On Understanding Big Data Impacts in Remotely Sensed Image Classification Using Support Vector Machine Methods

Gabriele Cavallaro, Morris Riedel, Matthias Richerzhagen, Jon Atli Benediktsson, Antonio Plaza
IEEE Journal of Selected Topics in Applied Earth Observations and Remote Sensing, Issue 99, pp. 1-13, 2015
[ DOI ] [ Juelich ]

Image Classification

Owing to the recent development of sensor resolutions onboard different Earth observation platforms, remote sensing is an important source of information for mapping and monitoring natural and man-made land covers. Of particular importance is the increasing amounts of available hyperspectral data originating from airborne and satellite sensors such as AVIRIS, HyMap, and Hyperion with very high spectral resolution (i.e., high number of spectral channels) containing rich information for a wide range of applications. A relevant example is the separation of different types of land-cover classes using the data in order to understand, e.g., impacts of natural disasters or changing of city buildings over time.

More recently, such increases in the data volume, velocity, and variety of data contributed to the term big data that stand for challenges shared with many other scientific disciplines. On one hand, the amount of available data is increasing in a way that raises the demand for automatic data analysis elements since many of the available data collections are massively underutilized lacking experts for manual investigation.
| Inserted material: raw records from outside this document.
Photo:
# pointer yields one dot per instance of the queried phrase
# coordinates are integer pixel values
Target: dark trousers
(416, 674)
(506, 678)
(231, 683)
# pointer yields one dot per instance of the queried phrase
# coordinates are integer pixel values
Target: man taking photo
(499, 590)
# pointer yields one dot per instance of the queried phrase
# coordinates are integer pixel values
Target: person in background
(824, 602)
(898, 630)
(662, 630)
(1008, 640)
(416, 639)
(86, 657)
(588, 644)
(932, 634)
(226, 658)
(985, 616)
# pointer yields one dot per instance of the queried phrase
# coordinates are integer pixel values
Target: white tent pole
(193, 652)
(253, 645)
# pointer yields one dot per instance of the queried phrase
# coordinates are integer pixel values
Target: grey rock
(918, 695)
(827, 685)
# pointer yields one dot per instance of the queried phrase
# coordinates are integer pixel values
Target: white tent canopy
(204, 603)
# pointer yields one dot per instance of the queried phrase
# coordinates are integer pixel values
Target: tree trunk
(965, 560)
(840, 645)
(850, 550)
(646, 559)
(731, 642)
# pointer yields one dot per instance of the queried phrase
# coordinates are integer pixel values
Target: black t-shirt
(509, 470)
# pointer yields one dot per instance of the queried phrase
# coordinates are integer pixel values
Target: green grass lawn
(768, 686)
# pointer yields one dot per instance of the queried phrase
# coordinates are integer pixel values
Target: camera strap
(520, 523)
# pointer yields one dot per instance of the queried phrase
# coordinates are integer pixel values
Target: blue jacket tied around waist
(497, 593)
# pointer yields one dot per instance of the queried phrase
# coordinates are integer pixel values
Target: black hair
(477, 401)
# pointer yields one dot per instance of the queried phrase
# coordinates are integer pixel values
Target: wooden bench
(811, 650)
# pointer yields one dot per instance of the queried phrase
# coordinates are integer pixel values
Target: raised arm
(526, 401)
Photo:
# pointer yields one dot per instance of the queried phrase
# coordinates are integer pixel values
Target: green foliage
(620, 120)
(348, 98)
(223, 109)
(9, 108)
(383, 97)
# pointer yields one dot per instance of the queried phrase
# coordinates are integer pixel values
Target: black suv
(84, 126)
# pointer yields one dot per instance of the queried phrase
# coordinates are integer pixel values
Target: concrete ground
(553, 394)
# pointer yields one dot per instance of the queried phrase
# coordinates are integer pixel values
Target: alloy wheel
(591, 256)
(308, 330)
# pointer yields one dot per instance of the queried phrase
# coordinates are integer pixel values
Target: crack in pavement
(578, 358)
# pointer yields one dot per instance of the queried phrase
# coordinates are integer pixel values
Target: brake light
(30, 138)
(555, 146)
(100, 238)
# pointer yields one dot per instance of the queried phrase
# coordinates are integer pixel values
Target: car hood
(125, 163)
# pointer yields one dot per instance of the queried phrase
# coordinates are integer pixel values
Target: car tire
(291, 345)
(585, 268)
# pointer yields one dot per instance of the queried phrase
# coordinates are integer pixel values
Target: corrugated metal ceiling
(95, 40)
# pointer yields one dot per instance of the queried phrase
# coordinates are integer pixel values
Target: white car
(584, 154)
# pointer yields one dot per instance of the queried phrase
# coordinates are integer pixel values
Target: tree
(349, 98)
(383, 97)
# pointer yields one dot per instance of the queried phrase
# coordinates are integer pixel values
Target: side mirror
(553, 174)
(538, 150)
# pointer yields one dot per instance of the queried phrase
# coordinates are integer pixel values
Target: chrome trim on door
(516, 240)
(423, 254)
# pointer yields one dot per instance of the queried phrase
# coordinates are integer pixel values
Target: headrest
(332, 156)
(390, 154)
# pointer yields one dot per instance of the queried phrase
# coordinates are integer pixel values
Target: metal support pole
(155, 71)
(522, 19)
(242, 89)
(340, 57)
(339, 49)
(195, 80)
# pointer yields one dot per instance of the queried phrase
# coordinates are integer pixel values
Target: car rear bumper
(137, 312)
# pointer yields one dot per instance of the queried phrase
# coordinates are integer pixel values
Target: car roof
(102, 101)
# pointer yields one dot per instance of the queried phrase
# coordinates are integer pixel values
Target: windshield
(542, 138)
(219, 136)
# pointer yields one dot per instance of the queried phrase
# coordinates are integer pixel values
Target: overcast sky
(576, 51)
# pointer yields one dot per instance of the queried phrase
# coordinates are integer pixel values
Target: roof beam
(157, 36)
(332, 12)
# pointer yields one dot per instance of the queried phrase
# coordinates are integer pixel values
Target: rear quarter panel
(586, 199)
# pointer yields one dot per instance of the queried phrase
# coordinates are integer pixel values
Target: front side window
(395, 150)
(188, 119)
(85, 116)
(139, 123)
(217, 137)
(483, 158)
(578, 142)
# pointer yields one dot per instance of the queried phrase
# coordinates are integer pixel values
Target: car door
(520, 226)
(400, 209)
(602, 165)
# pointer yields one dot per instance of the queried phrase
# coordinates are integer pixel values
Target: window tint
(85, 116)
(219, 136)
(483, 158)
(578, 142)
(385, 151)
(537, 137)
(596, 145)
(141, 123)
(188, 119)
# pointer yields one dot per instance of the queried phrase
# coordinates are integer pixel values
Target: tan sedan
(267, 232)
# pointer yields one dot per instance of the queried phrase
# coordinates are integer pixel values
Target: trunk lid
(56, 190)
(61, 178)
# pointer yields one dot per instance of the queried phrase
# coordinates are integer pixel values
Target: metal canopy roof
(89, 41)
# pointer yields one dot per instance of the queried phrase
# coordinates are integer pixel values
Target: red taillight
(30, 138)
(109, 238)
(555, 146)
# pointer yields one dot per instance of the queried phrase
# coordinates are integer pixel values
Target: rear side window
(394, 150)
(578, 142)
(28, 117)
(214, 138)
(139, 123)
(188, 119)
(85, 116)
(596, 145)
On the other hand, proven statistical methods (e.g., dimensionality reduction) driven by manual approaches have a significant impact in reducing the amount of big data toward smaller smart data contributing to the more recently used terms data value and veracity (i.e., less noise, lower dimensions that capture the most important information).

This paper aims to take stock of which proven statistical data mining methods in remote sensing are used to contribute to smart data analysis processes in the light of possible automation as well as scalable and parallel processing techniques. We focus on parallel support vector machines (SVMs) as one of the best out-of-the-box classification methods.